Episode 4 — Generative AI Engineering / 4.3 — Prompt Engineering Fundamentals

4.3.a — Writing Clear Instructions

In one sentence: The single biggest improvement you can make to any LLM prompt is writing specific, unambiguous instructions — tell the model exactly what role to play, what steps to follow, what to include, what to avoid, and what format to use.

Navigation: ← 4.3 Overview · 4.3.b — Few-Shot Examples →

1. Why Vague Prompts Produce Bad Results

When you give a vague prompt, the model has to guess what you want. It fills in the blanks with the most statistically likely interpretation — which is often a generic, surface-level response.

VAGUE PROMPT:
  "Write about JavaScript."

MODEL'S PROBLEM:
  - Write WHAT about JavaScript? An essay? A tutorial? A poem?
  - For WHOM? Beginners? Experts? Hiring managers?
  - How LONG? 50 words? 5000 words?
  - What ASPECT? History? Syntax? Frameworks? Performance?
  - What TONE? Formal? Casual? Technical?

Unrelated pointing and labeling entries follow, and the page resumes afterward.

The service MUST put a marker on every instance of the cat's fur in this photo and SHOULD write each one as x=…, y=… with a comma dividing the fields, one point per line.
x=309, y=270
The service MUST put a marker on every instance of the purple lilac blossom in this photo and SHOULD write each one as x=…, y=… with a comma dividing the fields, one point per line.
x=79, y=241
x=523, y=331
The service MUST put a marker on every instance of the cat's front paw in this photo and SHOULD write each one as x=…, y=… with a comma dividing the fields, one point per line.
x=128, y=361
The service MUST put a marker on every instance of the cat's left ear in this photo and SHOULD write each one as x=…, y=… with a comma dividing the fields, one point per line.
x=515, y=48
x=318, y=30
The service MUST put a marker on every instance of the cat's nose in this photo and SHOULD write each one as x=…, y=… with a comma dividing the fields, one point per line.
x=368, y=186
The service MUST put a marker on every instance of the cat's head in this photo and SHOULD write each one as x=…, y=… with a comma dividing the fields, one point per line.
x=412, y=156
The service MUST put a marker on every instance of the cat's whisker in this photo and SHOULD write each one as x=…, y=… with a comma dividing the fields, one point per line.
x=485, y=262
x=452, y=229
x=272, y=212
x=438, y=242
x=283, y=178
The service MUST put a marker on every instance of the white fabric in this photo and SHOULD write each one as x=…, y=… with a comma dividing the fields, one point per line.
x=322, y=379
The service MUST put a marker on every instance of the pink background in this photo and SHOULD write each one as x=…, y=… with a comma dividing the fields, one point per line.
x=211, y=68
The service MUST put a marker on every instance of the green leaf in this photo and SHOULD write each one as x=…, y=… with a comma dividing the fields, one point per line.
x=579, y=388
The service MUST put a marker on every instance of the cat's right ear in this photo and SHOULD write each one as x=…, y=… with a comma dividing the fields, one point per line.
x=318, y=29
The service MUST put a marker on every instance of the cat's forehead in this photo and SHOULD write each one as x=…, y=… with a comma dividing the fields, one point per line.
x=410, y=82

RESULT: A generic, unfocused 300-word overview that helps nobody.

The model is not "bad" — it is underspecified. Think of it like delegating work to a human: "write about JavaScript" would produce confusion from a colleague too. The more specific your instructions, the more useful the output.

SPECIFIC PROMPT:
  "You are a senior JavaScript developer writing documentation for
   junior engineers. Explain closures in JavaScript in exactly 3 sections:
   1. What a closure is (2 sentences)
   2. A simple code example with comments
   3. One common use case in real applications
   Keep the total length under 200 words. Use casual but technical tone."

RESULT: Precisely what you asked for — focused, structured, right length.

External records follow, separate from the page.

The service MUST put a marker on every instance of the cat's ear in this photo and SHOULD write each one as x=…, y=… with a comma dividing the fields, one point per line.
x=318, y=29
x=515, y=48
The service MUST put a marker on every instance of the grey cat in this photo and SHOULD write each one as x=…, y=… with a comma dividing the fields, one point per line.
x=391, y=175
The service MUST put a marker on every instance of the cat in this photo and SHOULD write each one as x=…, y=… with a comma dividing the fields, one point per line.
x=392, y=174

2. The Anatomy of a Clear Instruction

Every well-engineered prompt addresses these six dimensions:

┌─────────────────────────────────────────────────────────────────┐
│                 SIX DIMENSIONS OF A CLEAR PROMPT                 │
│                                                                 │
│  1. ROLE        Who is the model?        (persona/expertise)    │
│  2. TASK        What should it do?       (specific action verb) │
│  3. CONTEXT     What background is needed? (constraints, scope) │
│  4. FORMAT      What shape is the output?  (JSON, list, table)  │
│  5. TONE        How should it sound?       (formal, casual)     │
│  6. BOUNDARIES  What should it NOT do?     (limits, exclusions) │
└─────────────────────────────────────────────────────────────────┘

You don't always need all six, but the more you include, the more predictable the output.

3. Specificity, Constraints, and Examples

Be specific about the task

BAD:  "Summarize this article."
GOOD: "Summarize this article in exactly 3 bullet points. Each bullet 
       should be one sentence. Focus on the main argument, the key 
       evidence, and the conclusion."

Add constraints to narrow the output

Constraints eliminate ambiguity. They tell the model what the boundaries are:

const systemPrompt = `You are a product review analyzer.

Constraints:
- Respond in JSON format only
- Rate sentiment as "positive", "negative", or "neutral" (no other values)
- Keep the summary under 20 words
- If the review is in a non-English language, still respond in English
- Do not include any text outside the JSON object`;

Include examples when the task is complex

Sometimes describing what you want is harder than showing what you want. A single example can be worth paragraphs of instructions:

Classify the following customer message by department.

Example:
  Message: "My order hasn't arrived in 2 weeks"
  Department: Shipping

Now classify:
  Message: "The button on the app doesn't work"
  Department:

4. Persona and Role Assignment

Assigning a role or persona to the model is one of the most effective techniques. It frames the model's vocabulary, depth, and perspective.

Why personas work

When you say "You are a senior database engineer," the model draws on patterns associated with that expertise level. It uses more technical vocabulary, provides deeper explanations, and makes fewer beginner-friendly simplifications.

// Without persona — generic response
const messages = [
  { role: 'user', content: 'Explain database indexing.' }
];
// Output: Surface-level explanation anyone could write

// With persona — expert-level response
const messages = [
  { 
    role: 'system', 
    content: 'You are a senior database engineer with 15 years of experience at a Fortune 500 company. You explain concepts with precision, always include performance implications, and reference real-world scenarios from production systems.' 
  },
  { role: 'user', content: 'Explain database indexing.' }
];
// Output: Deep, practical explanation with query plans, B-tree details, 
//         and production war stories

Common persona patterns

Persona	Effect
`"You are a senior [X] engineer"`	Deep technical detail, production focus
`"You are a teacher explaining to a 10-year-old"`	Simple language, analogies, no jargon
`"You are a code reviewer at Google"`	Critical, detailed, focused on best practices
`"You are a technical writer"`	Clear, structured, well-formatted documentation
`"You are a security auditor"`	Focuses on vulnerabilities, edge cases, risks
`"You are a helpful customer support agent for [Company]"`	Friendly, solution-oriented, brand-appropriate

Combining persona with constraints

const systemPrompt = `You are a senior JavaScript code reviewer at a 
large tech company. Your reviews are:
- Concise (max 3 issues per review)
- Constructive (suggest fixes, not just problems)
- Prioritized (critical issues first, style issues last)
- Referenced (cite specific line numbers)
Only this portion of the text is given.